# Japan cosmetics haul



## geeko (May 21, 2007)

I went for a holiday to japan and these are what i bought


----------



## urbanlilyfairy (May 21, 2007)

What is that Jar thing in the second picture ..looks like blush in a pretty glass jar ? ..who makes it ..whats it called ..Looks so cute =) ..

NIce haul


----------



## geeko (May 21, 2007)

it's a blush in powder form. It's from a brand called Jill Stuart which is only available in Japan


----------



## urbanlilyfairy (May 21, 2007)

The jill stuart packaging is beautiful.... those lucky japaneese girls !


----------



## Juneplum (May 21, 2007)

wow! those look great! that jill stuart blush is gorgeous!


----------



## Krasevayadancer (May 22, 2007)

Great haul! Makes me want to go to japan :-D


----------



## melliquor (May 23, 2007)

that is so beautiful.  what are those 4 compacts with the mirrors?  is that blush or eyeshadow?  its all so lovely.


----------



## Empress (May 23, 2007)

Totally in love with the palette in the first corner picture, so shiny!!
How do you find the Jill Stuart brand?


----------



## geeko (May 23, 2007)

the 4 compacts with the mirrors are blush by this japanese brand called gransenbon. If u are a fan of shimmers, u will love these blushers.

I just tried the Jill Stuart e/s palette. It's good. It's shimmery but it doesn't compromise on the pigmentation of the eyeshadows. I found out about the Jill Stuart brand from another beauty forum. The girls were saying that this brand is exclusive to Japan and can be found in their major departmental stores such as Daimaru, Takashimaya.


----------



## maxipoodle1 (May 24, 2007)

I love the blushes and the little babysmall brush its soo cute!!


----------



## urbanlilyfairy (May 24, 2007)

This Jill stuart stuff is so gourgeous ... found it on a site that ships to us .. http://www.bobodave.com/ anyone ever shopped fromt here ? 

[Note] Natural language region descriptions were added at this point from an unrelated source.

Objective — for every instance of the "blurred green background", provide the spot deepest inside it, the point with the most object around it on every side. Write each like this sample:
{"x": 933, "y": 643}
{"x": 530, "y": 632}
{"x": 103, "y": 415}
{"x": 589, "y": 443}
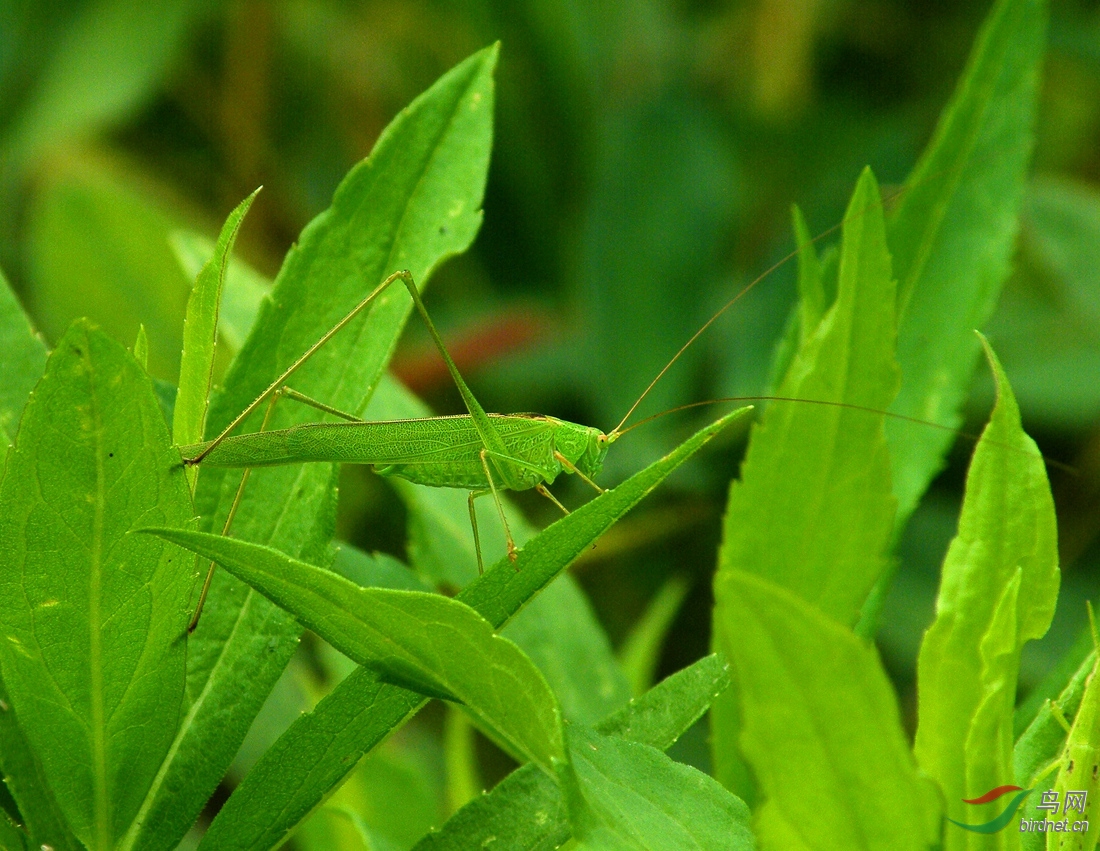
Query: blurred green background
{"x": 647, "y": 154}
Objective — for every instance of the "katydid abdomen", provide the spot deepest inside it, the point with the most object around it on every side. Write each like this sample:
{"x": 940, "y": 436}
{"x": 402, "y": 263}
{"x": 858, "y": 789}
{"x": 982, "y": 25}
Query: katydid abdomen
{"x": 438, "y": 451}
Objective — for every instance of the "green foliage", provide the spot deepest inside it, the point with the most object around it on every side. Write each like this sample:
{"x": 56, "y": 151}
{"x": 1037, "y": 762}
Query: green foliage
{"x": 103, "y": 525}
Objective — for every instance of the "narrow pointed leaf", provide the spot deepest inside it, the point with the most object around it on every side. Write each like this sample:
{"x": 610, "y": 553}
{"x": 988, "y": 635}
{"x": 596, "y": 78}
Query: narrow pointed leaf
{"x": 999, "y": 587}
{"x": 821, "y": 728}
{"x": 92, "y": 617}
{"x": 429, "y": 642}
{"x": 200, "y": 333}
{"x": 527, "y": 810}
{"x": 954, "y": 232}
{"x": 811, "y": 468}
{"x": 638, "y": 798}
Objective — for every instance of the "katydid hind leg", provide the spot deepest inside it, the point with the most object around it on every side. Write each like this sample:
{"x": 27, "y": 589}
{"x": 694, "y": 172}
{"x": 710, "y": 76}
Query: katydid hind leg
{"x": 473, "y": 526}
{"x": 229, "y": 521}
{"x": 279, "y": 383}
{"x": 546, "y": 492}
{"x": 499, "y": 506}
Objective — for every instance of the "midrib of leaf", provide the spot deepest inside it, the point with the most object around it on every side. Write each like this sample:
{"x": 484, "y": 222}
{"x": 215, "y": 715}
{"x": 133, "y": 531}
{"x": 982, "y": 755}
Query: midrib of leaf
{"x": 95, "y": 606}
{"x": 193, "y": 711}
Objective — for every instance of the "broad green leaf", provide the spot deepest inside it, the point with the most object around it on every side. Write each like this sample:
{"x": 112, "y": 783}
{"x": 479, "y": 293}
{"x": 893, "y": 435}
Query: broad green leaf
{"x": 200, "y": 332}
{"x": 953, "y": 234}
{"x": 410, "y": 205}
{"x": 113, "y": 55}
{"x": 998, "y": 590}
{"x": 25, "y": 782}
{"x": 22, "y": 360}
{"x": 527, "y": 810}
{"x": 821, "y": 727}
{"x": 322, "y": 747}
{"x": 430, "y": 643}
{"x": 92, "y": 617}
{"x": 647, "y": 802}
{"x": 813, "y": 468}
{"x": 97, "y": 247}
{"x": 242, "y": 291}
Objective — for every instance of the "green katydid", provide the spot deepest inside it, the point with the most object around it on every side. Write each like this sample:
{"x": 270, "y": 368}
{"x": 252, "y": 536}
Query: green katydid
{"x": 481, "y": 452}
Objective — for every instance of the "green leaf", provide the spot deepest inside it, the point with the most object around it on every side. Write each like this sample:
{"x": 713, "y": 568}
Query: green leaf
{"x": 24, "y": 780}
{"x": 410, "y": 205}
{"x": 558, "y": 629}
{"x": 954, "y": 231}
{"x": 200, "y": 331}
{"x": 527, "y": 809}
{"x": 821, "y": 728}
{"x": 12, "y": 838}
{"x": 998, "y": 590}
{"x": 641, "y": 651}
{"x": 321, "y": 747}
{"x": 427, "y": 642}
{"x": 242, "y": 290}
{"x": 1045, "y": 736}
{"x": 92, "y": 618}
{"x": 97, "y": 247}
{"x": 22, "y": 360}
{"x": 812, "y": 468}
{"x": 645, "y": 800}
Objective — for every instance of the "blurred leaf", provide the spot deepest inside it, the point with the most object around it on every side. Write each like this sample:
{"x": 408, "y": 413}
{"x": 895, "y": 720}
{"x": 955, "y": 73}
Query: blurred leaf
{"x": 641, "y": 651}
{"x": 243, "y": 288}
{"x": 527, "y": 810}
{"x": 822, "y": 729}
{"x": 321, "y": 748}
{"x": 1045, "y": 736}
{"x": 22, "y": 360}
{"x": 11, "y": 836}
{"x": 410, "y": 205}
{"x": 200, "y": 331}
{"x": 427, "y": 642}
{"x": 661, "y": 198}
{"x": 999, "y": 588}
{"x": 953, "y": 235}
{"x": 97, "y": 247}
{"x": 645, "y": 800}
{"x": 92, "y": 616}
{"x": 1054, "y": 299}
{"x": 111, "y": 57}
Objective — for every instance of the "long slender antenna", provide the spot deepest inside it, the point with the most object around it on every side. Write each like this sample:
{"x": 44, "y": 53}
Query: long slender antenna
{"x": 847, "y": 406}
{"x": 745, "y": 290}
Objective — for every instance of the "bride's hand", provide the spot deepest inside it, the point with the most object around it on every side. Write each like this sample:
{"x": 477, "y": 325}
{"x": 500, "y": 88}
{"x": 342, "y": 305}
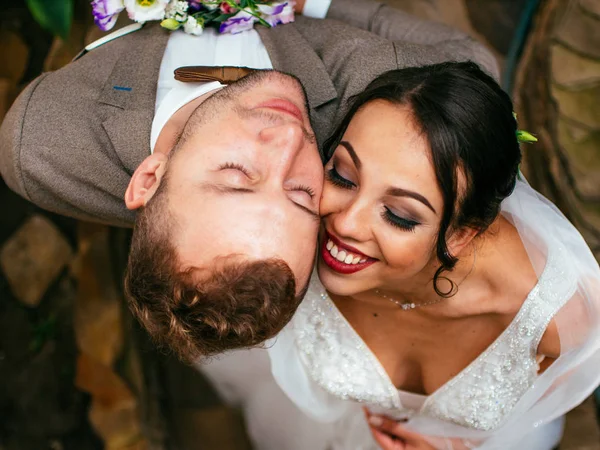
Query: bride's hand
{"x": 391, "y": 435}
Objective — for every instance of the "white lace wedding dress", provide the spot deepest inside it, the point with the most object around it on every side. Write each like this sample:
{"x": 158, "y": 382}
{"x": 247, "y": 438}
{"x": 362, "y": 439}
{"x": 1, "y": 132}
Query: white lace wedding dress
{"x": 305, "y": 390}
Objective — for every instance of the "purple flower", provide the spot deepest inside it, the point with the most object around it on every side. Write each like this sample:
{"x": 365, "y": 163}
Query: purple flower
{"x": 106, "y": 12}
{"x": 242, "y": 21}
{"x": 277, "y": 13}
{"x": 195, "y": 5}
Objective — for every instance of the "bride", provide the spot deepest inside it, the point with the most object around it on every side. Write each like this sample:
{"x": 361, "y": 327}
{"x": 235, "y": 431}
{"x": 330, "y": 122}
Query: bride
{"x": 451, "y": 296}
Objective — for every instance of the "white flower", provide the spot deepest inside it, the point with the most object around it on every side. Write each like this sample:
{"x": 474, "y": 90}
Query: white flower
{"x": 193, "y": 26}
{"x": 145, "y": 10}
{"x": 211, "y": 5}
{"x": 177, "y": 10}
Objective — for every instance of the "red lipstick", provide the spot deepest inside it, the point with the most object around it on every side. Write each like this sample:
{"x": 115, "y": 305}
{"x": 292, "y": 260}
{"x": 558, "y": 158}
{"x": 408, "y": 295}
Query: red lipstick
{"x": 340, "y": 266}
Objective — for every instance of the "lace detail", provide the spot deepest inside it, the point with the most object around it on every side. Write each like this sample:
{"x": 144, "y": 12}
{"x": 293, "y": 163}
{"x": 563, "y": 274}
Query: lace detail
{"x": 338, "y": 361}
{"x": 479, "y": 397}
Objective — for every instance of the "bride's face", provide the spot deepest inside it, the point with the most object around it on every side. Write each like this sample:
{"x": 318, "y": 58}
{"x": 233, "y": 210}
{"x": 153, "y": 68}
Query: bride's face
{"x": 381, "y": 205}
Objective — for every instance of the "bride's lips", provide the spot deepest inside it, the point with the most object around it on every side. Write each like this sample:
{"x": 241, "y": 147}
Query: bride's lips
{"x": 341, "y": 266}
{"x": 284, "y": 106}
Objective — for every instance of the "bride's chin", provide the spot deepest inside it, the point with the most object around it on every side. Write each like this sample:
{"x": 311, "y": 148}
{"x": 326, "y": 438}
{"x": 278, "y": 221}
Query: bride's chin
{"x": 333, "y": 282}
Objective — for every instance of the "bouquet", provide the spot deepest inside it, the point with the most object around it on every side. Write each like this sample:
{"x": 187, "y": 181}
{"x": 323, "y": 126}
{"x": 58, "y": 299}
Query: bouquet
{"x": 228, "y": 16}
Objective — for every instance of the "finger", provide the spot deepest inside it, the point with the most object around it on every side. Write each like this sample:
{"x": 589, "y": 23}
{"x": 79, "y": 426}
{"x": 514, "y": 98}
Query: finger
{"x": 385, "y": 441}
{"x": 387, "y": 425}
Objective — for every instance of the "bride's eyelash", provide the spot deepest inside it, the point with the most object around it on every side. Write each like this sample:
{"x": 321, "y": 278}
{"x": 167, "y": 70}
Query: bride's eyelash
{"x": 304, "y": 188}
{"x": 335, "y": 178}
{"x": 231, "y": 165}
{"x": 398, "y": 222}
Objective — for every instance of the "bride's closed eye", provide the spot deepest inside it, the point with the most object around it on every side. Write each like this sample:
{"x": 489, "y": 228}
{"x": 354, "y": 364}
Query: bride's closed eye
{"x": 397, "y": 221}
{"x": 335, "y": 178}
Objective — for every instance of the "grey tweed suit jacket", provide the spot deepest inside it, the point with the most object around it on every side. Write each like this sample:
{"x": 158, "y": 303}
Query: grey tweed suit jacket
{"x": 73, "y": 138}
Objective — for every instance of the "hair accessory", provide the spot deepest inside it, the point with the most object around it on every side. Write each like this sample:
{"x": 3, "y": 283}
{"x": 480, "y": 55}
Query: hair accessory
{"x": 228, "y": 16}
{"x": 524, "y": 136}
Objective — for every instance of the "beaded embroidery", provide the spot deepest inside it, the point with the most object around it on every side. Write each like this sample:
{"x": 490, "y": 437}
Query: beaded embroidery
{"x": 481, "y": 396}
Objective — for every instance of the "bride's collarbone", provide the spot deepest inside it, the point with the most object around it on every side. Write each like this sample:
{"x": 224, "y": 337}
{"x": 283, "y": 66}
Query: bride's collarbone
{"x": 420, "y": 356}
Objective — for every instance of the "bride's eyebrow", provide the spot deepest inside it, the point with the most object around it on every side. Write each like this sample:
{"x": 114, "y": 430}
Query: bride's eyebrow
{"x": 352, "y": 153}
{"x": 399, "y": 192}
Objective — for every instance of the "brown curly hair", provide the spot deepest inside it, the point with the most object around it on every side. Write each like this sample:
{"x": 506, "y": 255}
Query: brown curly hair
{"x": 198, "y": 312}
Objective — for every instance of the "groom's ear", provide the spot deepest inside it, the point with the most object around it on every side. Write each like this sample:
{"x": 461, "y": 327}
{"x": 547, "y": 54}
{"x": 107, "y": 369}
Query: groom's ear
{"x": 145, "y": 180}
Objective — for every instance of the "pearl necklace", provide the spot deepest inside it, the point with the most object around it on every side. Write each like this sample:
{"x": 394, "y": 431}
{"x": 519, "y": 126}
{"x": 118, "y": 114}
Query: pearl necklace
{"x": 406, "y": 306}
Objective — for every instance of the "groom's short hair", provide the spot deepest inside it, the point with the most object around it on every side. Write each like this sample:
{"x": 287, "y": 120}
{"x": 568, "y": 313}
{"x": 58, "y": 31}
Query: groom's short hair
{"x": 198, "y": 312}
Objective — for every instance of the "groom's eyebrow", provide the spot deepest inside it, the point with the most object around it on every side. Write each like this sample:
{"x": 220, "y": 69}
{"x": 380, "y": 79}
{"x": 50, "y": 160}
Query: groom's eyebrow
{"x": 352, "y": 153}
{"x": 225, "y": 189}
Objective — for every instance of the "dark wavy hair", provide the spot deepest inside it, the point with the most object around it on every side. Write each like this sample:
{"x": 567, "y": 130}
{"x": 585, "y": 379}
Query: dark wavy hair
{"x": 468, "y": 121}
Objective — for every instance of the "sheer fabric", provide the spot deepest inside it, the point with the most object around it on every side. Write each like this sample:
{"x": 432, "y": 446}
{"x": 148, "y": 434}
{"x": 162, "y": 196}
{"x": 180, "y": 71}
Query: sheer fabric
{"x": 527, "y": 415}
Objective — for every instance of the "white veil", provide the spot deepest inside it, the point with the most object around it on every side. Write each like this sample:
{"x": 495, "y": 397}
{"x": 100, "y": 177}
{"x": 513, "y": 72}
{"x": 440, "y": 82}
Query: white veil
{"x": 567, "y": 382}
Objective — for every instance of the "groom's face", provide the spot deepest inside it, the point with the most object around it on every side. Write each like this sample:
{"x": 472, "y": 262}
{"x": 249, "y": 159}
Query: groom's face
{"x": 246, "y": 177}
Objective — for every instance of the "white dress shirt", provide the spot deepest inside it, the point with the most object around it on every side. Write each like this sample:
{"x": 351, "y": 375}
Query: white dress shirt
{"x": 209, "y": 49}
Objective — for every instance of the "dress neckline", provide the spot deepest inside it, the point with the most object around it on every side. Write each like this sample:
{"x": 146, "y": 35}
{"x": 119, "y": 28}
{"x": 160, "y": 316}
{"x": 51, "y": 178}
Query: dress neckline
{"x": 427, "y": 398}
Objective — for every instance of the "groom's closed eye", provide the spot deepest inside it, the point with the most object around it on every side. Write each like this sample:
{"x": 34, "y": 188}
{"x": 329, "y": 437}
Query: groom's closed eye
{"x": 221, "y": 188}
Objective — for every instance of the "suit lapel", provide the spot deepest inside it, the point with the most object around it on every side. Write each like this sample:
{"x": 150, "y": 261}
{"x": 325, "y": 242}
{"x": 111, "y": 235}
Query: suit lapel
{"x": 291, "y": 53}
{"x": 131, "y": 89}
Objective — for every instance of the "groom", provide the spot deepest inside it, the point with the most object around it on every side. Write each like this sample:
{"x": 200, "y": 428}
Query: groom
{"x": 226, "y": 175}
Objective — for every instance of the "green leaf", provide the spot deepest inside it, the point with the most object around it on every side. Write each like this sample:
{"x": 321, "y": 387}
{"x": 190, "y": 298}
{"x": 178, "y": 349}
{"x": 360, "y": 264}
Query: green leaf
{"x": 525, "y": 137}
{"x": 53, "y": 15}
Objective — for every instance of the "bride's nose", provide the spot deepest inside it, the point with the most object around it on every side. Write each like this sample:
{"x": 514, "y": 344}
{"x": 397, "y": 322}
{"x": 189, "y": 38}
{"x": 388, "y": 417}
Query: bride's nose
{"x": 352, "y": 222}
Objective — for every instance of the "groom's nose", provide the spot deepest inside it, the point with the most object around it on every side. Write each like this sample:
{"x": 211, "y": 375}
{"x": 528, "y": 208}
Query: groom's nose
{"x": 283, "y": 146}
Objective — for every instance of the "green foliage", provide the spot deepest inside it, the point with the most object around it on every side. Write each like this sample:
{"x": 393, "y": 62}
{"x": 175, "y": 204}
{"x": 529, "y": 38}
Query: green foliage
{"x": 53, "y": 15}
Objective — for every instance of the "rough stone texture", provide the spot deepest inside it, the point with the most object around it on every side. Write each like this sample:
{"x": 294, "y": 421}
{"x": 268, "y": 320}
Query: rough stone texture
{"x": 99, "y": 331}
{"x": 32, "y": 259}
{"x": 13, "y": 56}
{"x": 572, "y": 70}
{"x": 113, "y": 411}
{"x": 98, "y": 311}
{"x": 557, "y": 97}
{"x": 578, "y": 29}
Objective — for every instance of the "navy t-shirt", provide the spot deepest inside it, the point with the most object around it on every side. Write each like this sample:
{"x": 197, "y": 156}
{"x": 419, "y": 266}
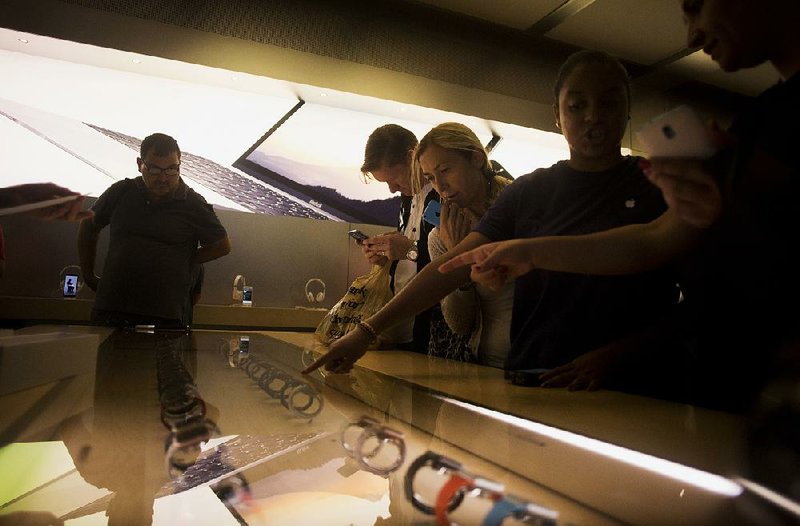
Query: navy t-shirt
{"x": 559, "y": 316}
{"x": 149, "y": 269}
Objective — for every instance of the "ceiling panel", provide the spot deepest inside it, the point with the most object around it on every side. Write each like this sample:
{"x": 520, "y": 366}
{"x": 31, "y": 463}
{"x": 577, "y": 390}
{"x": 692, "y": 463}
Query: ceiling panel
{"x": 518, "y": 14}
{"x": 645, "y": 32}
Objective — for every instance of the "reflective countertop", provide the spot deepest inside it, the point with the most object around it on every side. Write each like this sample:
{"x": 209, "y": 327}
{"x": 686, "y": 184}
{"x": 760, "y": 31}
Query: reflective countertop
{"x": 214, "y": 427}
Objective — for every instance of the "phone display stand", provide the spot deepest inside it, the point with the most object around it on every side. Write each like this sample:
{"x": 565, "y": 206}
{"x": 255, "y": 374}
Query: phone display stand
{"x": 70, "y": 281}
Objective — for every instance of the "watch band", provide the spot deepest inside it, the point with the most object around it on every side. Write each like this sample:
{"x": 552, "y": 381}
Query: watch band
{"x": 512, "y": 507}
{"x": 457, "y": 485}
{"x": 437, "y": 462}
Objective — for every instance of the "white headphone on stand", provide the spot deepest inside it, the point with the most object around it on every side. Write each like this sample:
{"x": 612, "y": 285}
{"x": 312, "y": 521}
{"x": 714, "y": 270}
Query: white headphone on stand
{"x": 319, "y": 297}
{"x": 238, "y": 282}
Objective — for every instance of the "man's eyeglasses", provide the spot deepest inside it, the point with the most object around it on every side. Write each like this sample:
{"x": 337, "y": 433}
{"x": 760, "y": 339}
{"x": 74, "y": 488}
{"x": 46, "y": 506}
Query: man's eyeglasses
{"x": 155, "y": 170}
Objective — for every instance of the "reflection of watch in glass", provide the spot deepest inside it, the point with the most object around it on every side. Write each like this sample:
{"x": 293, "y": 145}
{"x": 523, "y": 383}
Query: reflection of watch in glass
{"x": 412, "y": 253}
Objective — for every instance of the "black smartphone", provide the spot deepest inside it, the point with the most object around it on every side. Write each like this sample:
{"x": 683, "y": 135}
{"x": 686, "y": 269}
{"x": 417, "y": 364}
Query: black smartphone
{"x": 70, "y": 285}
{"x": 527, "y": 377}
{"x": 358, "y": 235}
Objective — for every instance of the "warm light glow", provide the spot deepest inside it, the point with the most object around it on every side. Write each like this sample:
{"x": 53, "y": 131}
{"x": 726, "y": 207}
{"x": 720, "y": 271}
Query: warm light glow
{"x": 660, "y": 466}
{"x": 775, "y": 498}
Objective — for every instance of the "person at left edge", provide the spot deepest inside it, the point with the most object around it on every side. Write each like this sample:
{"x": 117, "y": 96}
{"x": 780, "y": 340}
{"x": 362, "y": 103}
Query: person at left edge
{"x": 160, "y": 232}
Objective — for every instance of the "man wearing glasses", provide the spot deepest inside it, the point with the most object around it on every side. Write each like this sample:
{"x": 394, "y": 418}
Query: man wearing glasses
{"x": 161, "y": 231}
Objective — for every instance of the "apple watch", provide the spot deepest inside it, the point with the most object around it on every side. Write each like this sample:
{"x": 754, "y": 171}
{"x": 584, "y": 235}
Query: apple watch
{"x": 413, "y": 252}
{"x": 509, "y": 506}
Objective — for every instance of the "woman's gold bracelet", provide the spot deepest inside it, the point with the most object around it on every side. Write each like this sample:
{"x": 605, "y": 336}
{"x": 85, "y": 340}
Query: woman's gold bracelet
{"x": 366, "y": 327}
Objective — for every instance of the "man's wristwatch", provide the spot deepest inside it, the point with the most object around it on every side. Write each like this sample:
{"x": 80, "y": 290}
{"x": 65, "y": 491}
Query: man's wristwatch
{"x": 412, "y": 253}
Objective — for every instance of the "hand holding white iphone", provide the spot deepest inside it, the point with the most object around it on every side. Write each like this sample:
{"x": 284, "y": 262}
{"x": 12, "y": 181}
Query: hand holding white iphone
{"x": 677, "y": 134}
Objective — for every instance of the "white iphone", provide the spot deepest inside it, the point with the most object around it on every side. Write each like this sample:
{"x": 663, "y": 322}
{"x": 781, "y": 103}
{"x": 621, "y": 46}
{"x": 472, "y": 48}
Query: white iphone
{"x": 678, "y": 133}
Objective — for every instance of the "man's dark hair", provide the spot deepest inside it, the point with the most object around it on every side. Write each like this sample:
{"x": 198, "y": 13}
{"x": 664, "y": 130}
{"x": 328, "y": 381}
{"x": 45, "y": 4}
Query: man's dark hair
{"x": 160, "y": 144}
{"x": 590, "y": 56}
{"x": 387, "y": 146}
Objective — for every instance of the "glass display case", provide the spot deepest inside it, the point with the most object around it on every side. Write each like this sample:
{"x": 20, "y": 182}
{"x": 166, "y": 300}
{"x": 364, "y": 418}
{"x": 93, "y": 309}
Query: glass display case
{"x": 214, "y": 427}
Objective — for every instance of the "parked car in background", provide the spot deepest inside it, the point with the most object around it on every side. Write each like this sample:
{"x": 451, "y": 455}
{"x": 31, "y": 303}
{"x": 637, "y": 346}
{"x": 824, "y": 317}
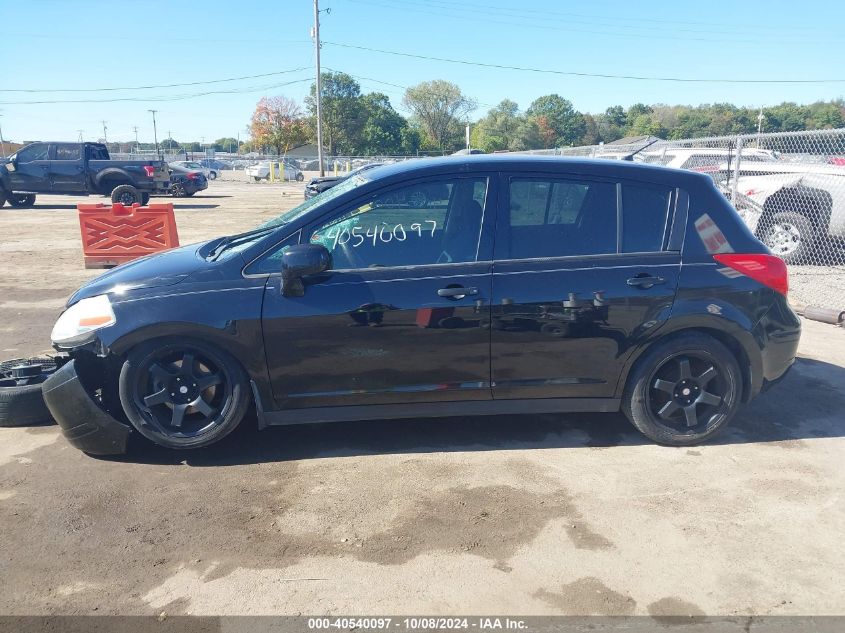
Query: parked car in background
{"x": 209, "y": 173}
{"x": 261, "y": 171}
{"x": 186, "y": 182}
{"x": 789, "y": 205}
{"x": 704, "y": 160}
{"x": 525, "y": 284}
{"x": 78, "y": 169}
{"x": 319, "y": 185}
{"x": 216, "y": 165}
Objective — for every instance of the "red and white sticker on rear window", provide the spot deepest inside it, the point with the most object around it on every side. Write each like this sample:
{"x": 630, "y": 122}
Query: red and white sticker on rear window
{"x": 711, "y": 235}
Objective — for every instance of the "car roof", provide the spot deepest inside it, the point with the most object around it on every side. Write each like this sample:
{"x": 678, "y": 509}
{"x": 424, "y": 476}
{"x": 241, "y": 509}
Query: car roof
{"x": 521, "y": 162}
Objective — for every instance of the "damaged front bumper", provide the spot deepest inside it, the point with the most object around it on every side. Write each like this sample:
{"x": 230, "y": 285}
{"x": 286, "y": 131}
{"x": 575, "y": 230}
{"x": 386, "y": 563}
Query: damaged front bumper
{"x": 84, "y": 423}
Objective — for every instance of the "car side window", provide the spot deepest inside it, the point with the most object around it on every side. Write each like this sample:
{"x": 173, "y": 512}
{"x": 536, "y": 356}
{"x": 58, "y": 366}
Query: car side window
{"x": 557, "y": 217}
{"x": 645, "y": 213}
{"x": 433, "y": 222}
{"x": 68, "y": 152}
{"x": 271, "y": 262}
{"x": 39, "y": 151}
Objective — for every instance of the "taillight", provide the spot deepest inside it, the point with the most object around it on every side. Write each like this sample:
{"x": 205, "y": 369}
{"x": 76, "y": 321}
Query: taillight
{"x": 767, "y": 269}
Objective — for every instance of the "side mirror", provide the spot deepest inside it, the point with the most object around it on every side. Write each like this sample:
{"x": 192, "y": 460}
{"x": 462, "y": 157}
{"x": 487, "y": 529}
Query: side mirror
{"x": 300, "y": 261}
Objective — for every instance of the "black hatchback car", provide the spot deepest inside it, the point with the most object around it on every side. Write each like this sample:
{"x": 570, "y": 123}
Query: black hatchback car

http://www.jillstuart-beauty.com/menu.html japan site 

















I want it all !!! Such a great hauuuuul


----------



## shemainrainman (May 25, 2007)

The Jill Stuart blush is so pretty. 
is the jar glass or plastic?


----------



## soanxious (May 25, 2007)

awesome haul! that blush is beautiful!


----------



## triccc (May 25, 2007)

what is the purple compact?


----------



## geeko (May 27, 2007)

it comes in a plastic jar shaped as above. hths

the white color powder is a shimmery finishing powder which can be used as a face highlighter


----------



## n_c (May 27, 2007)

wow everything looks so pretty...me wants


----------



## Artemis (May 28, 2007)

The japanese make up is nice. I want to get some japanese foundation. Since all the foundations that I have make me mad. Nice haul!


----------